Release Date: 05.19.98
Record label: MCA Nashville
Genre(s): Trance, Big Beat, Ambient, House, Trip-Hop, etc.
No Annoying Trends
by: jane kirk
I don't like most new country singers who wear hats. Most of them have no distinguishable quality to set them apart from the legions of hat acts who came before. Which is to say they borrow the clothing (hat) from George Strait, and the biography from Garth Brooks (listening to James Taylor records while dreaming of becoming a country star.) However, simply wearing a hat does not automatically render one incapable of making good music. Such is the case with newcomer Keith Harling.
Keith was born in South Carolina, and calls Chattanooga, Tennessee home. These are fairly obvious facts as his deep baritone wraps around words such as "hall" and "on." Which only rhyme once they are subjected to Keith's delicious voice. Okay, I forgot to mention, he's 6'5" with the hat and boots, has blond hair and blue eyes. In other words, he is the perfect man, and when he sings "I could go home early for a little fun," any red-blooded female will wish that he was coming home to her, but I assure you that Mr.
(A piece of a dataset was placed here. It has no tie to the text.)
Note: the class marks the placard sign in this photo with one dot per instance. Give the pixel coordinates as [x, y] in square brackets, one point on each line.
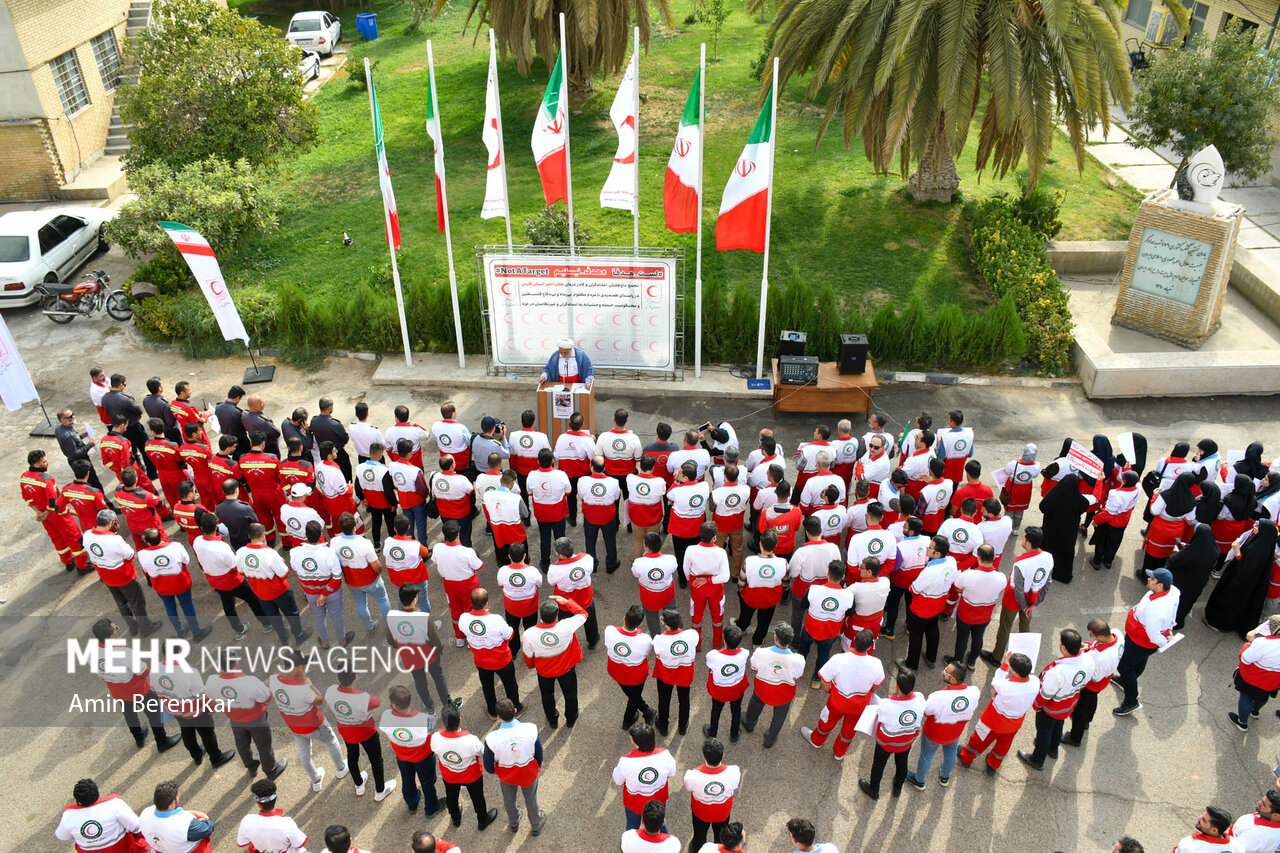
[620, 310]
[1170, 265]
Harling's gymnast physique in no way interferes with my assessment of his musical talents.
The album starts out with "Papa Bear," which is also the first single. The narrator in the song has a perfect story book life, but that all ends when he goes home to find his wife in bed with another man. While that is rather depressing (as it is supposed to be-this is a COUNTRY album), it is in no way as sad as "I Never Go Around Mirrors," in which the singer laments his lost love by "never combing his hair or shaving his face." The person in the song has become so pathetic that he even despises himself. Keith instantly makes the song his so that it is impossible to imagine anyone else singing it, even though it been previously recorded by country legend Lefty Frizzell and the late Keith Whitley. The entire album is not this depressing. "I Love What I See" is a light look at falling in love. "Right in The Middle" is a bouncing uptempo number celebrating being happily in love. "There Goes the Neighborhood" is a light-hearted complaint from a bum's point of view when Prince Charming moves next door. There are a variety of emotions on the album, and every song on it is wonderful. There isn't a dog track among the ten. It is what you might call a must-have.
With the exception of the hat, Keith doesn't follow any of the current annoying trends that country music has become fond of lately. He's not in high school (at thirty-five he is old enough to be LeAnn Rimes' father.) His albums will most likely never cross over into the pop charts. He doesn't show his belly-button. He doesn't wear spandex. For all of those reasons, I am concerned that Keith Harling will be find himself without a recording contract in the distant future. However, if good music still means anything to anyone, Keith Harling will continue to make many more albums. In the meantime, we'll just have to be content the wonderful music present on Write It In Stone.